Above NCLT approval was challenged by certain Financial Creditors and Operational Creditors in NCLAT. After hearing these parties, NCLAT approved the Resolution Plan of ArcelorMittal on 4 July 2019 with certain modifications. NCLAT judgment was further challenged by CoC and financial creditors on the issue of distribution approved by NCLAT. By its judgment dated 15 November 2019, the Supreme Court approved the Resolution Plan of ArcelorMittal.

Above plan was implemented by ArcelorMittal on 16 December 2019 with payment as per plan and Essar Steel was acquired by ArcelorMittal Nippon Steel India Limited, a joint venture between ArcelorMittal and Nippon Steel Corporation. Mr. Aditya Mittal, President and CFO of ArcelorMittal has been appointed as Chairman of ArcelorMittal Nippon Steel and Mr.
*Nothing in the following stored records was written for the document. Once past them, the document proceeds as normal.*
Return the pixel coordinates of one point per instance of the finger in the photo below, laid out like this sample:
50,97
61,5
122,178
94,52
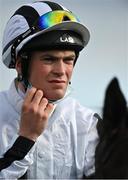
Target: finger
43,104
37,98
30,94
49,108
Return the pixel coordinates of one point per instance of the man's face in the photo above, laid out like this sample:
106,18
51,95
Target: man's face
51,72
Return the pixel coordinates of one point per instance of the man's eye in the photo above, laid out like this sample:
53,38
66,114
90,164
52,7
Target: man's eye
70,61
47,60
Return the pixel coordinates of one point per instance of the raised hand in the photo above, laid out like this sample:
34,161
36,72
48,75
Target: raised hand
34,115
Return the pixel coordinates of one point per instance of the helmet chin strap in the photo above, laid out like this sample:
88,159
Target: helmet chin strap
28,85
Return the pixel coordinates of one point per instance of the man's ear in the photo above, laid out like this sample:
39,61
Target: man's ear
18,65
114,104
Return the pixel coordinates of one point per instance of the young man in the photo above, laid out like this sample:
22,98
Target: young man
44,133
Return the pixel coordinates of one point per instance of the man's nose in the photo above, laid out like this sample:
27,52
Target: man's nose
59,67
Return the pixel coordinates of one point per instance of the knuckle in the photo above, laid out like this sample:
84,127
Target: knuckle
40,93
33,108
25,107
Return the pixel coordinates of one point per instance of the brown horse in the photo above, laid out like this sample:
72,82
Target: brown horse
111,157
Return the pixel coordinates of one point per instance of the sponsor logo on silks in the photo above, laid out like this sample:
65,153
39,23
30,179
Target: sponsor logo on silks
67,38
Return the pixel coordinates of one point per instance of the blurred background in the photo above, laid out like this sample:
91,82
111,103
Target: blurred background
105,57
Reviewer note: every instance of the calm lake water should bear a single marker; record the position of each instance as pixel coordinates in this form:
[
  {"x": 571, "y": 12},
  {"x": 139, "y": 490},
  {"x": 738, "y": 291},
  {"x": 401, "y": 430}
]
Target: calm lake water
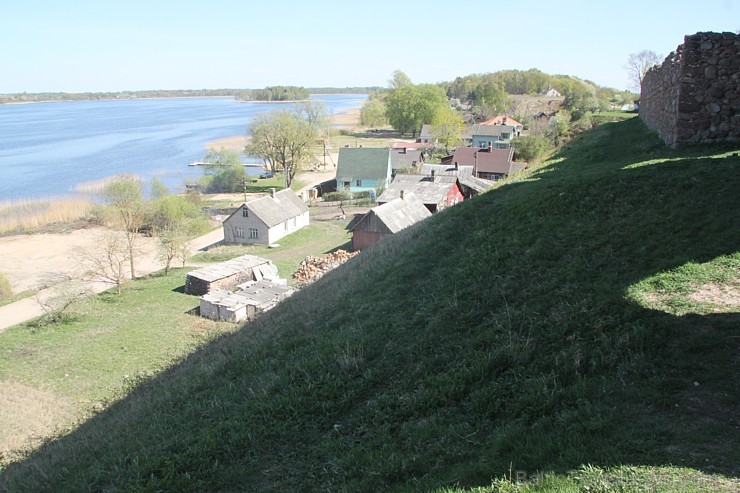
[{"x": 48, "y": 149}]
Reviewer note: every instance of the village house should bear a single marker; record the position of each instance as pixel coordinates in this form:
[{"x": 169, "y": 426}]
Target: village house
[
  {"x": 227, "y": 275},
  {"x": 265, "y": 220},
  {"x": 246, "y": 303},
  {"x": 489, "y": 164},
  {"x": 435, "y": 192},
  {"x": 505, "y": 120},
  {"x": 470, "y": 185},
  {"x": 498, "y": 136},
  {"x": 387, "y": 219},
  {"x": 426, "y": 137},
  {"x": 362, "y": 169},
  {"x": 406, "y": 156}
]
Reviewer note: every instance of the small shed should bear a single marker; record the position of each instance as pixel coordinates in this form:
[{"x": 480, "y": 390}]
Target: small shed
[
  {"x": 246, "y": 303},
  {"x": 227, "y": 275},
  {"x": 388, "y": 219}
]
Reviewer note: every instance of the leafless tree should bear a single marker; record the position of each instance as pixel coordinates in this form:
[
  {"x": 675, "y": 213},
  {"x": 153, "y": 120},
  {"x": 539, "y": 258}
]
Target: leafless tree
[
  {"x": 108, "y": 262},
  {"x": 56, "y": 296},
  {"x": 639, "y": 63}
]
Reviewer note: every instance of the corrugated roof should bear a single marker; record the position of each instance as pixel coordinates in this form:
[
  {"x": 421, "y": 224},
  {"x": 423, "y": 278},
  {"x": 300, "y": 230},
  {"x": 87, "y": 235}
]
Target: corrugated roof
[
  {"x": 486, "y": 161},
  {"x": 233, "y": 266},
  {"x": 502, "y": 120},
  {"x": 491, "y": 130},
  {"x": 261, "y": 294},
  {"x": 275, "y": 210},
  {"x": 401, "y": 213},
  {"x": 464, "y": 175},
  {"x": 363, "y": 162},
  {"x": 430, "y": 190},
  {"x": 405, "y": 157}
]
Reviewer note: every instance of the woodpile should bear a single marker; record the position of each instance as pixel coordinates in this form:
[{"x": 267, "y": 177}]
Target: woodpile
[{"x": 312, "y": 268}]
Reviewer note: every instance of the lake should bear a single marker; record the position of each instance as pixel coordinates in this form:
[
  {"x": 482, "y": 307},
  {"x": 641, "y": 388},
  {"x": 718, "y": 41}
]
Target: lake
[{"x": 47, "y": 149}]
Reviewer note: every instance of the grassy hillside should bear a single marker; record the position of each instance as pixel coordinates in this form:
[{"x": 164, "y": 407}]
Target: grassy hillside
[{"x": 550, "y": 331}]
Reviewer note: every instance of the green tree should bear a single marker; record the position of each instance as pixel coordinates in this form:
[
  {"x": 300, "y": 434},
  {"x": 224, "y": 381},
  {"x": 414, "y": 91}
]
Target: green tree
[
  {"x": 490, "y": 96},
  {"x": 398, "y": 80},
  {"x": 447, "y": 127},
  {"x": 638, "y": 64},
  {"x": 125, "y": 195},
  {"x": 223, "y": 171},
  {"x": 282, "y": 139},
  {"x": 372, "y": 113},
  {"x": 410, "y": 106},
  {"x": 157, "y": 189}
]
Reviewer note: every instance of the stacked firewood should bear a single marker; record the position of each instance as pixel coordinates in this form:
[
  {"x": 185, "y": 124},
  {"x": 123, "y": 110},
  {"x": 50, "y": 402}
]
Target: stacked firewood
[{"x": 312, "y": 268}]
Dilip Oommen as CEO. Mr Aditya Mittal said that the acquisition gives us opportunity to contribute to India's expansion in infrastructure and urbanisation in coming decades.

The company's US subsidiary declared bankruptcy amid allegations of fraud in late 2015.

==List of Steel Plants==
- ESSAR Steel India Limited, a fully integrated steel mill in Hazira, of the Surat district in Gujarat, India, with a steel-making capacity of 10 MTPA.
- Essar Steel Minnesota LLC, a company located in U.S. state of Minnesota, was declared bankrupt and its assets and mining rights sold in June 2017.
- Greenfield projects in Vietnam.
- Steel plant in Indonesia.
- Integrated steel plant in Trinidad and Tobago. It has a current capacity of 10 MTPA which they plan to raise to 20 MTPA by 2028.